Fast forward to a year later, I had done a bit of research and found that the road does in fact go through the range and over the Nevada border. It’s a 25 mile stretch of dirt that is a one-way road from the Nevada side into California. Plans were set, and I was going to give it a shot. Only hitch was that I wanted to climb it rather than descend it (on a road bike), so I would be heading up going the “wrong” direction, then looping around over a paved pass back into Death Valley…
It was just about one year ago as I write this that I finally turned onto Titus Canyon, climbed the few miles of gravel to the mouth of the canyon, and something happened that I’ve only told a few about to this day. I wound through the first few corners of the slot canyon until I saw a man lying on the ground, not breathing, no pulse, nothing. Roughly 10 minutes prior to my arriving, he had died of a heart attack. To make a long and depressing story short, the ride did not happen that day…the last day of the trip before heading back to Los Angeles.
Fast forward 10 months later to December 2014… Weather was cooling down again in Death Valley, and I had an open weekend to give it another chance. The initial plan was to head straight to Death Valley, but as I hit the 395 heading north, patches of clouds lingering in the Sierras to the west made it impossible to resist spending a day at Whitney Portal and Horseshoe Meadows. Both are classic Sierra Nevada climbs which I’ve done numerous times and are closed during the winter, but why not see just how high I could go past the road closed gates? Last minute detours like this typically lead to some of the best rides, and this was no exception.

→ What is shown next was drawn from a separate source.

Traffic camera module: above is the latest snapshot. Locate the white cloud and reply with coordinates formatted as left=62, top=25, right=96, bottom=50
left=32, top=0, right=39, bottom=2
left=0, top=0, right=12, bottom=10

After finishing up in the Sierras I headed toward Death Valley to set up camp and get ready for a re-match with Titus the following day. As it turned out, I had no idea, but the road had flooded a few days prior with the first significant rain that area had seen in almost a year, and the nature of the narrow canyon meant that some sections had essentially turned into a dry river bed with a few inches of soft “debris” overtop that made riding up steep grades on skinnies a bit of a challenge. It only delayed the inevitable though, as I eventually squirmed my way to the top and barreled down a bit of classic Death Valley washboard to the main road. It was absolutely one of the toughest stretches of a ride that I’ve ever done.
Without a head light (channeling my inner Sean Talkington), I had to haul ass back over the range before the fast and smooth 5000+ foot drop into the valley from Daylight Pass. A handful of times per year I’m lucky enough to get those moments when everything seems to come together on a ride, but nothing touches the moment I crested the final hill and a full nuke sky lit up that descent to finish off a ride I’d spent two years dreaming about.